Why is that necessary, you ask? Because some suspect the ABS market for securitized marketplace loans may soon dry up as charge-offs rise. Charge-offs at places like LendingClub, for instance, where things are going sour for lower quality loans:
That of course has led the firm to raise rates on all buckets save the highest quality credits. “Interest rates are trending higher for lower grades. From December to March, average rates for A loans fell 30 bps to 6.51%; all other loan grades rose: B: +6bps to 9.98%; C: +40bps to 13.52%; D: +110bps to 17.83%; E: +189bps to 21.08%; F: +98bps to 24.52%; G: +63bps to 28.17%,” Compass Point notes, adding that LendingClub “raised rates by weighted avg. 220bps from Dec. to April to account for higher Fed Funds rate and weaker credit performance.”

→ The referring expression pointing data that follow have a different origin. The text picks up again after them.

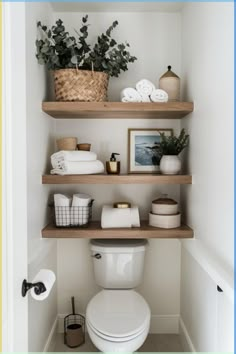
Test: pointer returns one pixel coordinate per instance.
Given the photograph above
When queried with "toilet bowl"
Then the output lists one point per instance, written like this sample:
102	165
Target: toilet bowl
118	320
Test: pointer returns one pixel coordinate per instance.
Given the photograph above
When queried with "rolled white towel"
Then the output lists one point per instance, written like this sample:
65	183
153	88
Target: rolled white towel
80	199
145	87
129	94
79	168
145	98
135	219
62	205
59	157
115	217
159	95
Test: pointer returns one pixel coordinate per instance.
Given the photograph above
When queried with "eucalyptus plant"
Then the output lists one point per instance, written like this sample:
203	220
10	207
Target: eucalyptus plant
172	145
57	49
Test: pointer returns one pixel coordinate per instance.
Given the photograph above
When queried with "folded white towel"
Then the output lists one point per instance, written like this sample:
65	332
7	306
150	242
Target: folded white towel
62	209
145	87
57	159
129	94
79	168
159	95
115	217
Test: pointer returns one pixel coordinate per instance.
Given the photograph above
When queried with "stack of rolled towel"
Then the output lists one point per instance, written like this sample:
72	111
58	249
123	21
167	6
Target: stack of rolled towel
76	162
72	211
145	91
119	218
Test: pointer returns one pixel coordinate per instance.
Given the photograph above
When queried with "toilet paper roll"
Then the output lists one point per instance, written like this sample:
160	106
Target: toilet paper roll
47	277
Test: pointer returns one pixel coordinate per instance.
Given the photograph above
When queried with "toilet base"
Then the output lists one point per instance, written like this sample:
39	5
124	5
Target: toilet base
129	346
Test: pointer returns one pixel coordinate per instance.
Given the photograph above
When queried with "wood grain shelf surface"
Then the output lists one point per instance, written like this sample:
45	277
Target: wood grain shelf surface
121	110
117	179
94	230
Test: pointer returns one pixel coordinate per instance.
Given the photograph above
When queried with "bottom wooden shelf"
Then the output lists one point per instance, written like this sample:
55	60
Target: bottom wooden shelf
94	230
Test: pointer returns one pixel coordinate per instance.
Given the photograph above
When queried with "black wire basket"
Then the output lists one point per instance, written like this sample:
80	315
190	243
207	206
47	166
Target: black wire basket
73	216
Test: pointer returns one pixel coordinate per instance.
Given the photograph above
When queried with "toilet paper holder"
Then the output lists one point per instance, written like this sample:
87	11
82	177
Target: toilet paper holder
39	287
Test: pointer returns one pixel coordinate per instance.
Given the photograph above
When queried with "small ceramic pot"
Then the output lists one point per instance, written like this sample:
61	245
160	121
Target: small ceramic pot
165	221
164	206
170	164
85	147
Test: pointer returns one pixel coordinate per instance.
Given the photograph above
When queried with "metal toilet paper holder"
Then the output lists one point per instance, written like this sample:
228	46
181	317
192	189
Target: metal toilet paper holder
39	287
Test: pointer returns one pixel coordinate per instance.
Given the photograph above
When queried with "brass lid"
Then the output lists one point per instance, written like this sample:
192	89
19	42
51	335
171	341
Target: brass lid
122	205
164	201
169	73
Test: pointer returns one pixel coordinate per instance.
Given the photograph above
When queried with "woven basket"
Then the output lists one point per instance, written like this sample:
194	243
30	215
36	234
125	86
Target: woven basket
80	85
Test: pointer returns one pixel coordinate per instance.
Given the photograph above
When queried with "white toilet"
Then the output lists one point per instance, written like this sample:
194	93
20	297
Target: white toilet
118	318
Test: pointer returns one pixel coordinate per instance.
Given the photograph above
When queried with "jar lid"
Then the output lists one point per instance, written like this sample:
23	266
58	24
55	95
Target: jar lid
169	73
168	201
122	205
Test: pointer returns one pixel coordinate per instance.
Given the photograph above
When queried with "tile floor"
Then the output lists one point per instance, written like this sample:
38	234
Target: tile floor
153	343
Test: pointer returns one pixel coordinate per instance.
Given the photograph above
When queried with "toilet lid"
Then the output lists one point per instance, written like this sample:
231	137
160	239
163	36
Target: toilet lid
118	313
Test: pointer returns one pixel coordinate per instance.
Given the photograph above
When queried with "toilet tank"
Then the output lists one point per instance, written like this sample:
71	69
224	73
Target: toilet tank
118	264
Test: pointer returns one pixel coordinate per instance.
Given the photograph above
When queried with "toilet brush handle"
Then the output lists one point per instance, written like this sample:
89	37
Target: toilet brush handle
73	305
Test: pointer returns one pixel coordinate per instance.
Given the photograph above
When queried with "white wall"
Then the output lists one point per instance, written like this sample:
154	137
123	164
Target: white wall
75	275
207	69
40	144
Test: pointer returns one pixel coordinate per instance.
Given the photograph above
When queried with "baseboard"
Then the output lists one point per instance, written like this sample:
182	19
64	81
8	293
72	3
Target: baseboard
159	323
51	341
185	337
164	324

Yes, “weaker credit performance,” which is to be expected when you are running the infamous “originate to sell” model that tanked the housing market in 2007 (and which will likely soon do the same to US subprime auto), and when you are using untested algos to assess credit risk.

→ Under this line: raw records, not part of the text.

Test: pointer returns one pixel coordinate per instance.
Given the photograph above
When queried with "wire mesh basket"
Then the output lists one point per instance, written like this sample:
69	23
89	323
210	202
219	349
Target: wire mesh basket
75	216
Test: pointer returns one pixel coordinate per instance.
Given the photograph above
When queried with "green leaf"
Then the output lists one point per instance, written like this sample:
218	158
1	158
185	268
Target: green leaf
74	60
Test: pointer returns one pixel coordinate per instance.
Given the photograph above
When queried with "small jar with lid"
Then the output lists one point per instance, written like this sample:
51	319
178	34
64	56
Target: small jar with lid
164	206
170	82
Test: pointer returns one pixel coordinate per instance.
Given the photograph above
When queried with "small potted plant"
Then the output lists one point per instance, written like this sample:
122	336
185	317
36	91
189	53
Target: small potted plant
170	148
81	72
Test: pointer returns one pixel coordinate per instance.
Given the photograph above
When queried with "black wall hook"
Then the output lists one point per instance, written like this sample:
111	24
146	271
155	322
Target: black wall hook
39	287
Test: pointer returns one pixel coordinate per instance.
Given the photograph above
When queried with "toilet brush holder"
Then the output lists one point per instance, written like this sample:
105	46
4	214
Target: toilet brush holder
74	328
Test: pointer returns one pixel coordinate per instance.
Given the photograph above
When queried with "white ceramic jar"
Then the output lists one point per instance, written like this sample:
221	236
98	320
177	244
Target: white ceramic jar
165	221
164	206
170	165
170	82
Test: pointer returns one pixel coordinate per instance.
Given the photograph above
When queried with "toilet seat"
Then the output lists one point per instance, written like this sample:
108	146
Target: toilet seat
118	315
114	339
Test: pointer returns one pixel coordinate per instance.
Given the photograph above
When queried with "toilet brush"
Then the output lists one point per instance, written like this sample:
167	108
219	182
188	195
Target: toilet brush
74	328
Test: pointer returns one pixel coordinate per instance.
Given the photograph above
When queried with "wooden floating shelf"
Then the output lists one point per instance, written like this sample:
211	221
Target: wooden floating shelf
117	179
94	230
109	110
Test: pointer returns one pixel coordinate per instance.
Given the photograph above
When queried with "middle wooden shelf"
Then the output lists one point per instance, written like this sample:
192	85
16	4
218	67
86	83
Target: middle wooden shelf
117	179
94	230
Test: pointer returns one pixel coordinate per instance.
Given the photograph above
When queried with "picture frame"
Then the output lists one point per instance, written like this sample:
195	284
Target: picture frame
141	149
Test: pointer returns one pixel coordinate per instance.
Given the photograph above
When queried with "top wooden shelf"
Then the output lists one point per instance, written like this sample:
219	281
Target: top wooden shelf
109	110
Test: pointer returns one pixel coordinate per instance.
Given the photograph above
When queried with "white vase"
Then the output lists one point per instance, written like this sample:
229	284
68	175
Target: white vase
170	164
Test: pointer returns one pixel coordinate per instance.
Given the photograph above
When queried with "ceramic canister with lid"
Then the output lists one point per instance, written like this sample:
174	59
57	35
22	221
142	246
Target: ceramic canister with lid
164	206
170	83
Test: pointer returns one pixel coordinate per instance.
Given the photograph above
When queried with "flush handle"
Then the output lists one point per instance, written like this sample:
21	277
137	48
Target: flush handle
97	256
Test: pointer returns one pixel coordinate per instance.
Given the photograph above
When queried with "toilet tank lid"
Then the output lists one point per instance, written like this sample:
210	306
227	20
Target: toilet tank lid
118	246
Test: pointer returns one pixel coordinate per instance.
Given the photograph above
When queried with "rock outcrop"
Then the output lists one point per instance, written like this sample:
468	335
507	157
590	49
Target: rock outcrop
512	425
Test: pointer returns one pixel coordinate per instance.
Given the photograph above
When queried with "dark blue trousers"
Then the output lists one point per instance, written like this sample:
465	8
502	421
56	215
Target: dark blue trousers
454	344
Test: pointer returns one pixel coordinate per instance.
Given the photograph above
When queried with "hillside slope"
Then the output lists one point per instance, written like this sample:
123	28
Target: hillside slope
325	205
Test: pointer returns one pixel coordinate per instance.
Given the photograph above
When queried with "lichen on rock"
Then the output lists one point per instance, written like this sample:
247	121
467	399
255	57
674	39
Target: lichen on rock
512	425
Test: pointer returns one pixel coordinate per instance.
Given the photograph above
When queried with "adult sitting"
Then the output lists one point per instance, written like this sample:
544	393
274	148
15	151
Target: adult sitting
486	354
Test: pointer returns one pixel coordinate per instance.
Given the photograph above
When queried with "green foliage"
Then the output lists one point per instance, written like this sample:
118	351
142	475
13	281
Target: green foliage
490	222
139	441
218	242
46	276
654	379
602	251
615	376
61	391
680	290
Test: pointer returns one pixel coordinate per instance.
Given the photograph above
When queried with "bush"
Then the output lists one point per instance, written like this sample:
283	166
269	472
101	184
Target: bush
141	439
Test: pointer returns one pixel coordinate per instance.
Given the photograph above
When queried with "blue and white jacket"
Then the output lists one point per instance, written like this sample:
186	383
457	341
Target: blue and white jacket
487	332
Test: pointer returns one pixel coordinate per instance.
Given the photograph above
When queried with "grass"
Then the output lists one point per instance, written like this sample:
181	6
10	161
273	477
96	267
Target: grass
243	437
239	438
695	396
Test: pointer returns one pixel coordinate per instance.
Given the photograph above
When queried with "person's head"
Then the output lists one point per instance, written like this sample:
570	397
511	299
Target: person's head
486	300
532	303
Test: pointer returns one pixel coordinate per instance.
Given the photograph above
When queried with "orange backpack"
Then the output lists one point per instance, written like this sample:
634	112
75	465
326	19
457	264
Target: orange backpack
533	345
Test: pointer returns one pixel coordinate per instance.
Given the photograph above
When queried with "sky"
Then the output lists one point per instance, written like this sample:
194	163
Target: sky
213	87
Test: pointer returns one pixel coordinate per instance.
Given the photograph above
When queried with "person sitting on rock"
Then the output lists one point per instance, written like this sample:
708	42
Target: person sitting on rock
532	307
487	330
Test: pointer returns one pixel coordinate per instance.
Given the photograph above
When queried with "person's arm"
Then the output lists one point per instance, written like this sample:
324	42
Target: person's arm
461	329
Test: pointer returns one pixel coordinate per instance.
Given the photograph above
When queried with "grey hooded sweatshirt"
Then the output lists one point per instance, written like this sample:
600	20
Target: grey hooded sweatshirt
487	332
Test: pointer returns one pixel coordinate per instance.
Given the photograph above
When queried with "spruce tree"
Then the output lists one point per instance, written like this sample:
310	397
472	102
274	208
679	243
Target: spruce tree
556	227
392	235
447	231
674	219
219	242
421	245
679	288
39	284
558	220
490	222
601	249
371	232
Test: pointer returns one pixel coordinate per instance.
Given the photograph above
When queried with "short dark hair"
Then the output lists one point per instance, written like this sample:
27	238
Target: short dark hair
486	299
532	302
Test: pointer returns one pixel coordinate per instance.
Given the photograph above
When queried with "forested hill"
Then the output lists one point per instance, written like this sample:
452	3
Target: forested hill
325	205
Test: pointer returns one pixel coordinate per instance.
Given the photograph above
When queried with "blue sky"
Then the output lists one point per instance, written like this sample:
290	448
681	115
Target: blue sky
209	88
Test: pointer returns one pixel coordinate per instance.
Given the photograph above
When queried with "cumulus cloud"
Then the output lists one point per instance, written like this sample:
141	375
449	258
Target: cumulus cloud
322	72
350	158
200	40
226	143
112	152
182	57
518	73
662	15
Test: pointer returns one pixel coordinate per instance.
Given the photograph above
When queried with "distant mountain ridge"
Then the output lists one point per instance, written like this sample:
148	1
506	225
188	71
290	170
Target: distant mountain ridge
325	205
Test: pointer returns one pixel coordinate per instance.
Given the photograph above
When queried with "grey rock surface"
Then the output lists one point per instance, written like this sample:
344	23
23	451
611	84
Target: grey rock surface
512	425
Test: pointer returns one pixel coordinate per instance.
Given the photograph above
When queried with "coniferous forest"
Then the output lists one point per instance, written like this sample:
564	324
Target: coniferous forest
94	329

Put simply: when you are packaging the loans and selling them to investors, it doesn’t matter how they perform because they are off your balance sheet. Well, it doesn’t matter until it does. And when it does is precisely when poor performance and ratings agency downgrades kill demand for your ABS. At that point, the model no longer works and you have to find more “creative” ways to get the bad loans off your books so you can continue to lend.

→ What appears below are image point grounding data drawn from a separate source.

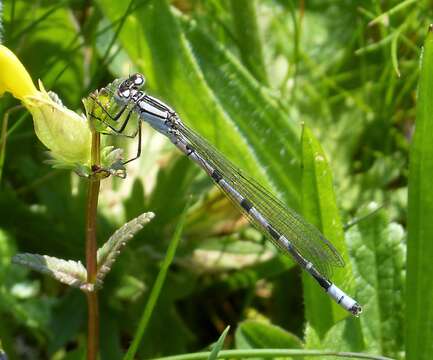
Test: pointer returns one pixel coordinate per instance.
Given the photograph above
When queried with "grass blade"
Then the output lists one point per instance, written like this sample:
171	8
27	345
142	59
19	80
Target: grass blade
157	287
377	248
320	208
419	292
248	38
219	344
275	353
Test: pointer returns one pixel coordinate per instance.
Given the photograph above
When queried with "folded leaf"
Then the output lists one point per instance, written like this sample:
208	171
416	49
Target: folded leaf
108	253
69	272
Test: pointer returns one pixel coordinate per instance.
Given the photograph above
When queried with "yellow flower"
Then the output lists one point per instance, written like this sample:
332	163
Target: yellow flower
14	78
61	130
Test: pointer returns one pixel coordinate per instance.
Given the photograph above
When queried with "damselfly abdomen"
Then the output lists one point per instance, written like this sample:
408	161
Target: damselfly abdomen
283	226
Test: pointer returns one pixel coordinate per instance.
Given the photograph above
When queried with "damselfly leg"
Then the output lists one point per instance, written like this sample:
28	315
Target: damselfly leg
119	132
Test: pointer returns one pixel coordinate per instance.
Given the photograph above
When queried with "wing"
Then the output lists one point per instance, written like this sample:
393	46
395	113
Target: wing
306	239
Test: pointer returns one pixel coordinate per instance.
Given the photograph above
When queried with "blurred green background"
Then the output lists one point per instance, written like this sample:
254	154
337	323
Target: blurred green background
245	75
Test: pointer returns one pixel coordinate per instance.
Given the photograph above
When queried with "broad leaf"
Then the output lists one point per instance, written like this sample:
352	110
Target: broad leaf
320	208
377	249
253	334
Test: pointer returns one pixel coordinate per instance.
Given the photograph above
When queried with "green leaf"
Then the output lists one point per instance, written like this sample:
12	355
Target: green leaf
218	345
108	253
157	287
202	92
377	249
320	208
253	334
248	38
272	136
419	292
69	272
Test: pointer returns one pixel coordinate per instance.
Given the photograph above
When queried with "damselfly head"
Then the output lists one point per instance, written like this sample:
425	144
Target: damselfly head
131	85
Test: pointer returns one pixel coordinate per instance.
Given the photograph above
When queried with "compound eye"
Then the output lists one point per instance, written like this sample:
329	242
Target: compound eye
125	93
138	79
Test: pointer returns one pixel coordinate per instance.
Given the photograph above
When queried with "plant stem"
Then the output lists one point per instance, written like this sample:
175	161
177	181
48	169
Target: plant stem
91	250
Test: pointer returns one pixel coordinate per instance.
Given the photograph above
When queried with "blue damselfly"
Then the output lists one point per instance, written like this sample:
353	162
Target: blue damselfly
283	226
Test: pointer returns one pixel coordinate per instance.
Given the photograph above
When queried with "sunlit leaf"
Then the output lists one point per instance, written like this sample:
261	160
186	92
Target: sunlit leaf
419	292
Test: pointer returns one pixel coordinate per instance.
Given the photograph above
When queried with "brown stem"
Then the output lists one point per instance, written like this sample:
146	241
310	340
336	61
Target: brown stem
91	250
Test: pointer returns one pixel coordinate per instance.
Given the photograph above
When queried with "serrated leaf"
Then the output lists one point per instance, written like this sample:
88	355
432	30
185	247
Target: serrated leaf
69	272
218	345
108	253
320	208
253	334
160	52
377	249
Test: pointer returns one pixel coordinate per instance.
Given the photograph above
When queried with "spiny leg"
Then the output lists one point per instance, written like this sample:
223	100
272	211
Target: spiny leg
115	117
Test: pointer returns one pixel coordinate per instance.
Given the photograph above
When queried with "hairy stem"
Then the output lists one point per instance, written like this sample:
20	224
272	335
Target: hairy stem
91	250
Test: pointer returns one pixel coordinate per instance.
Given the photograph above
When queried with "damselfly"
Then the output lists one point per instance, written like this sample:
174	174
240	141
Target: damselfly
283	226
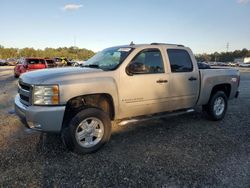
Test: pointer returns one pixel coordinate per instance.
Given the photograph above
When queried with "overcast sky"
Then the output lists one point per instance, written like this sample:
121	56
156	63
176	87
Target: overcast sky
203	25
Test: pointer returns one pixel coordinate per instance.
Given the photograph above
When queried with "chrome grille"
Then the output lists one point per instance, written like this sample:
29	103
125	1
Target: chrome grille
25	92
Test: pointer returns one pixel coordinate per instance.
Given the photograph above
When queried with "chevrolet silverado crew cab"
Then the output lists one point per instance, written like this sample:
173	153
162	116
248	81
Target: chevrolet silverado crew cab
119	85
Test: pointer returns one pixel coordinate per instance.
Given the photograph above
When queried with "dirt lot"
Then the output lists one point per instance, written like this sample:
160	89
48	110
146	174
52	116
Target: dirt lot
183	151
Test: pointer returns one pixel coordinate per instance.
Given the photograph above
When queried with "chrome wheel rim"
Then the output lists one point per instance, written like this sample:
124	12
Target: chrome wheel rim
219	106
89	132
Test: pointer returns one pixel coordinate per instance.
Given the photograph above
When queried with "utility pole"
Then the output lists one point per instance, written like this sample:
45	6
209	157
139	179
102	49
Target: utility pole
227	46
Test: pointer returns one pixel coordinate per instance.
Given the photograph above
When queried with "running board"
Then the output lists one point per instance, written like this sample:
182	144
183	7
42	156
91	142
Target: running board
152	117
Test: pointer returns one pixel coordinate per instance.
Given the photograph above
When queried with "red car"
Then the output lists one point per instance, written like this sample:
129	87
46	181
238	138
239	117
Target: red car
29	64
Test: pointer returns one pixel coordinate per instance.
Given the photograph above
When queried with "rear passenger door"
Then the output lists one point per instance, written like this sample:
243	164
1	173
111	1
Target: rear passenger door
184	79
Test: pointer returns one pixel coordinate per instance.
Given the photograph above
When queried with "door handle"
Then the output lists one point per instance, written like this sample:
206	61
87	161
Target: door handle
161	81
192	78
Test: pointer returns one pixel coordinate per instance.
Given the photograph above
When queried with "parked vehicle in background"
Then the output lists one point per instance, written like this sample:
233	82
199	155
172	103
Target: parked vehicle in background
29	64
11	61
244	64
203	65
50	63
61	61
119	85
78	63
3	62
232	64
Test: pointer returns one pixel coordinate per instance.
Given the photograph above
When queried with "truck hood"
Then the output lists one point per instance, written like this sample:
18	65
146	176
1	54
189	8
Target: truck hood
46	75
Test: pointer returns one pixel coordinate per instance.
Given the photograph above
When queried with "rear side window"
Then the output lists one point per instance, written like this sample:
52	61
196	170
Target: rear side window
35	61
151	59
180	60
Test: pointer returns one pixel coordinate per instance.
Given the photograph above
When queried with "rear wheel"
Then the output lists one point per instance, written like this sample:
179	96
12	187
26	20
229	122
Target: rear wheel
88	131
217	106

More “creative” ways like starting a hedge fund to buy your own loans from yourself like SoFi has done (incidentally, LendingClub has one of these vehicles too called LC Advisors, but they don’t call it a hedge fund). Or like pressing the board to take a stake in a fund that, i) you have a stake in, and that ii) buys your loans.
Coming full circle, it’s worth noting that even from the start this business was a risky proposition. These online intermediaries are comparatively inexperienced when it comes to underwriting - no matter who’s on the board or on the management team. That is, given their size versus the size of large traditional lenders, and given the untested nature of online lenders’ algorithms, it was always unlikely that they’d be able to model risk as effectively. That’s not to say that Wall Street has a good track record when it comes to effectively modeling risk (see subprime housing ca. 2007), it’s simply to say that mistakes here were inevitable and given constraints on funding for marketplace loans, it was something of a foregone conclusion that there would one day be a confluence of rising charge-offs and possibly shady end-arounds to secure more money to keep the businesses going. That’s exactly what happened to LendingClub.
For those who might have missed the story, the quintessential example of marketplace lenders’ inability to properly assess risk came last year, when Prosper lent $27,000 to the San Bernardino shooters. Needless to say, they won’t be paying that loan back.